BM25.prototype.search = function(query) { var queryTerms = BM25.Tokenize(query); var results = []; // Look at each document in turn. There are better ways to do this with inverted indices. var keys = Object.keys(this.documents); for (var j = 0, nDocs = keys.length; j < nDocs; j++) { var id = keys[j]; // The relevance score for a document is the sum of a tf-idf-like // calculation for each query term. this.documents[id]._score = 0; // Calculate the score for each query term for (var i = 0, len = queryTerms.length; i < len; i++) { var queryTerm = queryTerms[i]; // We've never seen this term before so IDF will be 0. // Means we can skip the whole term, it adds nothing to the score // and isn't in any document. if (typeof this.terms[queryTerm] === 'undefined') { continue; } // This term isn't in the document, so the TF portion is 0 and this // term contributes nothing to the search score. if (typeof this.documents[id].terms[queryTerm] === 'undefined') { continue; } // The term is in the document, let's go. // The whole term is : // IDF * (TF * (k1 + 1)) / (TF + k1 * (1 - b + b * docLength / avgDocLength)) // IDF is pre-calculated for the whole docset. var idf = this.terms[queryTerm].idf; // Numerator of the TF portion. var num = this.documents[id].terms[queryTerm].count * (this.k1 + 1); // Denomerator of the TF portion. var denom = this.documents[id].terms[queryTerm].count + (this.k1 * (1 - this.b + (this.b * this.documents[id].termCount / this.averageDocumentLength))); // Add this query term to the score this.documents[id]._score += idf * num / denom; } if (!isNaN(this.documents[id]._score) && this.documents[id]._score > 0) { results.push(this.documents[id]); } } results.sort(function(a, b) { return b._score - a._score; }); return results.slice(0, 10);};
Finally, the search () method traverses all documents, returns the BM25 score for each document, and sorts the score in ascending order. Of course, it is unwise to traverse every document in the corpus during the search process. This problem is solved in Part Two (reverse indexing and performance.

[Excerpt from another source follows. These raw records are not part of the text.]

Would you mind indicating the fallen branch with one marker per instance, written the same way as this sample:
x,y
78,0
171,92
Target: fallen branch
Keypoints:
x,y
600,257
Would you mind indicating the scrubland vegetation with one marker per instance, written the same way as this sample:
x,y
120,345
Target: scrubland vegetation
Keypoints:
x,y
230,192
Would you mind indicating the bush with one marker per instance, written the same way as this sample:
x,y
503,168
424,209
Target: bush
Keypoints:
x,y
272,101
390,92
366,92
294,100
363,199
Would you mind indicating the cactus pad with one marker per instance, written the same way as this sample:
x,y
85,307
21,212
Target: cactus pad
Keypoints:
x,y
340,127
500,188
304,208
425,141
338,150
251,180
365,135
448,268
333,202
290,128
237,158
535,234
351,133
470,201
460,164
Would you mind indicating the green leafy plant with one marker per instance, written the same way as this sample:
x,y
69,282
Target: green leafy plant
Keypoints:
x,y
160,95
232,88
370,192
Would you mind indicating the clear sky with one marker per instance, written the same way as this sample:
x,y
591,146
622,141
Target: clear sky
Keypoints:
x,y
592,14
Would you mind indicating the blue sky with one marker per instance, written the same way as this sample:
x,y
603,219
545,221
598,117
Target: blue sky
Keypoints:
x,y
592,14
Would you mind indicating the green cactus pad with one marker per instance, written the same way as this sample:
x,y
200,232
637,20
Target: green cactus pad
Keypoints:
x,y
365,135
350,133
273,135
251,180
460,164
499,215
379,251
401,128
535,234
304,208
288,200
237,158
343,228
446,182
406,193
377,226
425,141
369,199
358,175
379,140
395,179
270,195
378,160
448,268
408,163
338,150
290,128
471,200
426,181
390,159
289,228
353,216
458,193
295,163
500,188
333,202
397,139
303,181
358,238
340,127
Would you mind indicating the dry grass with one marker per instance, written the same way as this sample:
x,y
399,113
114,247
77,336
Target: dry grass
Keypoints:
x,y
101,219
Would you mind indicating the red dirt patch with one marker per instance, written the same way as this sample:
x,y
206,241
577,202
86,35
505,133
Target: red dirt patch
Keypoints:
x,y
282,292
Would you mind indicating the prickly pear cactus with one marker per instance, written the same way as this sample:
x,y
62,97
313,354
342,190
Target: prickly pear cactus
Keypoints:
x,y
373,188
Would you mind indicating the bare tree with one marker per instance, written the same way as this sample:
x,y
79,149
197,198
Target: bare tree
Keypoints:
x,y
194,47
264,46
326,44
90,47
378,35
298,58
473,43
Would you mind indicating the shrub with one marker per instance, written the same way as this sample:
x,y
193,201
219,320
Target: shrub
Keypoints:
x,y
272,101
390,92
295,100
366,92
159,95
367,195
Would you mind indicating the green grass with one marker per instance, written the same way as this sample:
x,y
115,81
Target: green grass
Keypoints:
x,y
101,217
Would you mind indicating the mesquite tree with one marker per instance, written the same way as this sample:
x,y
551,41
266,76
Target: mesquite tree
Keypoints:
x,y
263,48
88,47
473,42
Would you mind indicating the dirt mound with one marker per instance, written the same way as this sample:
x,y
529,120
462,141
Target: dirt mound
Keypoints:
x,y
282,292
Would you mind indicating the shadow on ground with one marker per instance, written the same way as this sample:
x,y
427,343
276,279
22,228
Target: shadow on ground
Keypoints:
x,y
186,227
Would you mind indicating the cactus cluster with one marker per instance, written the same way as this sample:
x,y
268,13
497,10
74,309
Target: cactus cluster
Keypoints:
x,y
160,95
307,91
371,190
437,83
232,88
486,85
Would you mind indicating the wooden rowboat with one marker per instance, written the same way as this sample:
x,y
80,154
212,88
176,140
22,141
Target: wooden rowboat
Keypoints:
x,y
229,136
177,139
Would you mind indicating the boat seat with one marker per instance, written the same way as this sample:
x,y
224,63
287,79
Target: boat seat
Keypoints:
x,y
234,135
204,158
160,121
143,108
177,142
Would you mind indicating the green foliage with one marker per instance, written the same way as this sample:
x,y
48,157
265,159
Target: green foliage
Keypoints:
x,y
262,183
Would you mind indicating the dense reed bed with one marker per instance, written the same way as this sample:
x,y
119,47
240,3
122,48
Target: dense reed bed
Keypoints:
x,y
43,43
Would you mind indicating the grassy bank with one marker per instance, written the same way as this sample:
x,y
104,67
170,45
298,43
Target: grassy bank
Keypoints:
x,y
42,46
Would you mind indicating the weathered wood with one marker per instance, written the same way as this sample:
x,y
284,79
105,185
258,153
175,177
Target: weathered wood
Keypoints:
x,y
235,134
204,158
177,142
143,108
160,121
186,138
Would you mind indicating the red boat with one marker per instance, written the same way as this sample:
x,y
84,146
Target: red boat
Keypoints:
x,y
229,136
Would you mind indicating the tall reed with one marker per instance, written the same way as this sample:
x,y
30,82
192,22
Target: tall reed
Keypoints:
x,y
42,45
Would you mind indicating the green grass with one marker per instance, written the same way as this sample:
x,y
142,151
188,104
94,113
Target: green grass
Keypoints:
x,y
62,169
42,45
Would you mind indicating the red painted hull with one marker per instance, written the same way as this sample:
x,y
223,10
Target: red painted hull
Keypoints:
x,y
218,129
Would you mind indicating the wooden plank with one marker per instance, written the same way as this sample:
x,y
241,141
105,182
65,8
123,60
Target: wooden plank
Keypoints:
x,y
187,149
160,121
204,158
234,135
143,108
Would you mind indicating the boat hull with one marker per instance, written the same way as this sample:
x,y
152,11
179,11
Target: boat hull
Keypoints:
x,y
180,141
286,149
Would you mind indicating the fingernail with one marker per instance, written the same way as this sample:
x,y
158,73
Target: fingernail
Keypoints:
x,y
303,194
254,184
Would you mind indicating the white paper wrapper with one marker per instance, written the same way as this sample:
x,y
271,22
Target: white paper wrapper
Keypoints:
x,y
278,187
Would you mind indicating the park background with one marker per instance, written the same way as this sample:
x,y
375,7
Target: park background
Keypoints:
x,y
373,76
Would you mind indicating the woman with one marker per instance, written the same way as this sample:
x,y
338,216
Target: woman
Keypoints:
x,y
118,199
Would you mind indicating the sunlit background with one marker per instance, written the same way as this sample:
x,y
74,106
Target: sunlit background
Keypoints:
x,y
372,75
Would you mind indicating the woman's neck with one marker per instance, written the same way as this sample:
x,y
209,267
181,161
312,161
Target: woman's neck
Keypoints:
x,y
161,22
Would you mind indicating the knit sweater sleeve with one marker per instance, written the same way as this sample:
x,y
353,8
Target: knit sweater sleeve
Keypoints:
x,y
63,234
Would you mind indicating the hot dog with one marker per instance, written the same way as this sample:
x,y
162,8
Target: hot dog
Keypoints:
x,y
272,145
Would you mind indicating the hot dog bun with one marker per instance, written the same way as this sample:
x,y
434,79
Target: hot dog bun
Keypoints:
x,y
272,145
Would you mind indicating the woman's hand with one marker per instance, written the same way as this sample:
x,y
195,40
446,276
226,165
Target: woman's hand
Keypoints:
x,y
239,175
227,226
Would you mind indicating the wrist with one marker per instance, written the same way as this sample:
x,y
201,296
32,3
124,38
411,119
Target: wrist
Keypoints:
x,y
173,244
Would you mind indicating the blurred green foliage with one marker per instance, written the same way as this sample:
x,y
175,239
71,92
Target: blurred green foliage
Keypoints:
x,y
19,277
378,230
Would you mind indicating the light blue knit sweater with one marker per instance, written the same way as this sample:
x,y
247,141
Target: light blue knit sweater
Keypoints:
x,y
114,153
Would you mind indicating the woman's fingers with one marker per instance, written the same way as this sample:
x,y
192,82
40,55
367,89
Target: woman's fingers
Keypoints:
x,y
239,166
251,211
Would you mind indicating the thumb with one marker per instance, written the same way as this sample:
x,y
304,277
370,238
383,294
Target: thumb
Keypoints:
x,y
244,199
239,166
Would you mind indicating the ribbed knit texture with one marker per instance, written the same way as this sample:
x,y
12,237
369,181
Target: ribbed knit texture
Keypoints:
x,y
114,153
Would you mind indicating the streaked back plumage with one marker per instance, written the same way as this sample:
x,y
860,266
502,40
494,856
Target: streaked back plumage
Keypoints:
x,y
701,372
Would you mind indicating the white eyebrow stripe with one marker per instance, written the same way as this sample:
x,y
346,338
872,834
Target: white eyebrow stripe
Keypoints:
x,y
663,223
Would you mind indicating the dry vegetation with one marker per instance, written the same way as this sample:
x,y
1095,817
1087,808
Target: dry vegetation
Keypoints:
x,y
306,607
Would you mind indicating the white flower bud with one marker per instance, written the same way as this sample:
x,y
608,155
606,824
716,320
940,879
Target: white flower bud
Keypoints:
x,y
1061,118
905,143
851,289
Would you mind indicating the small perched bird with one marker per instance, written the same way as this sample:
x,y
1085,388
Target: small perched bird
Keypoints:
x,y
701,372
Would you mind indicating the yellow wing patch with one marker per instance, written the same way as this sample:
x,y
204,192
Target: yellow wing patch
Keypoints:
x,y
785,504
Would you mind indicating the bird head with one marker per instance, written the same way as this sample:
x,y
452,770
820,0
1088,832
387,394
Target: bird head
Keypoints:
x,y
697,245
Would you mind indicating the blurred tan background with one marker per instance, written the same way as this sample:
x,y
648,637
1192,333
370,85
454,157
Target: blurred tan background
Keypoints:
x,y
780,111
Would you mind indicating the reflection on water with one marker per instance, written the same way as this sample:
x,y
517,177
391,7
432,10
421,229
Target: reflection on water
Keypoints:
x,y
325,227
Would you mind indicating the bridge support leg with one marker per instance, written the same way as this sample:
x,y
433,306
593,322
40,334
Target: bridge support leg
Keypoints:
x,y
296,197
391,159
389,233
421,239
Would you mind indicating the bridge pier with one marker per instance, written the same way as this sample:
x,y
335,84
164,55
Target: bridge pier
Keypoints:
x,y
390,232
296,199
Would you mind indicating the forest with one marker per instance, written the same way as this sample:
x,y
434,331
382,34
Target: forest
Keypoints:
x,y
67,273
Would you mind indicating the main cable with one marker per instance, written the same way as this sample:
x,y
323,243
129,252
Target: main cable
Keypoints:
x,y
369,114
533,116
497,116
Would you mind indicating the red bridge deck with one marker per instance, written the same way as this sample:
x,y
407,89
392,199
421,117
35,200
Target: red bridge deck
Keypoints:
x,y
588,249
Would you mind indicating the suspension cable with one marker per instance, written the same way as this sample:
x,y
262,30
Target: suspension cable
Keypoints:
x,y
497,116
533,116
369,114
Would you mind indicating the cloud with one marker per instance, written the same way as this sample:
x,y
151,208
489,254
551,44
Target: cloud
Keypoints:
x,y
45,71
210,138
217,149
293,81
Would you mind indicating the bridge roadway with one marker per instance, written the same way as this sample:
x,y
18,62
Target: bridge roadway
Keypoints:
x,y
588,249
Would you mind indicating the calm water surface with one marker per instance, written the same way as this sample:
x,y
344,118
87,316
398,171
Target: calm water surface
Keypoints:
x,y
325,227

The above code has been well annotated. The key points are as follows: Calculate the BM25 score for each document and word. The idf score of a word has been calculated in advance. You only need to query it when using it. The word frequency is also calculated in advance as part of the document attribute. Then, you only need a simple arithmetic operation. Add a Temporary Variable _ score for each document, sort the score in descending order, and return the first 10 results.
Example, source code, precautions, and next plan
There are many methods to optimize the above example. We will introduce them in the second part of "full-text search". Welcome to continue watching. I hope I can finish it in a few weeks. The following lists the content to be mentioned next time:
- Reverse indexing and quick search
- Quick Index
- Better search results
For this demonstration, I made up a small Wikipedia crawler and climbed to the first section of a considerable number of Wikipedia articles (85000. Since it takes about 90 seconds to index all 85K files, I have cut my computer by half. I don't want you to waste your laptop power just for a simple full-text demonstration.
Because indexing is a heavy and modular CPU operation, I regard it as a network worker. The index runs on a background thread-here you can find the complete source code. You will also find source code references in the stem algorithm and my deprecated word list. Code licenses are still free for educational purposes, not for any commercial purposes.
The last is the demonstration. Once the index is complete, Wikipedia will know how to search for random things and phrases. Note that there is only 40000-segment index, so you may have to try some new topics.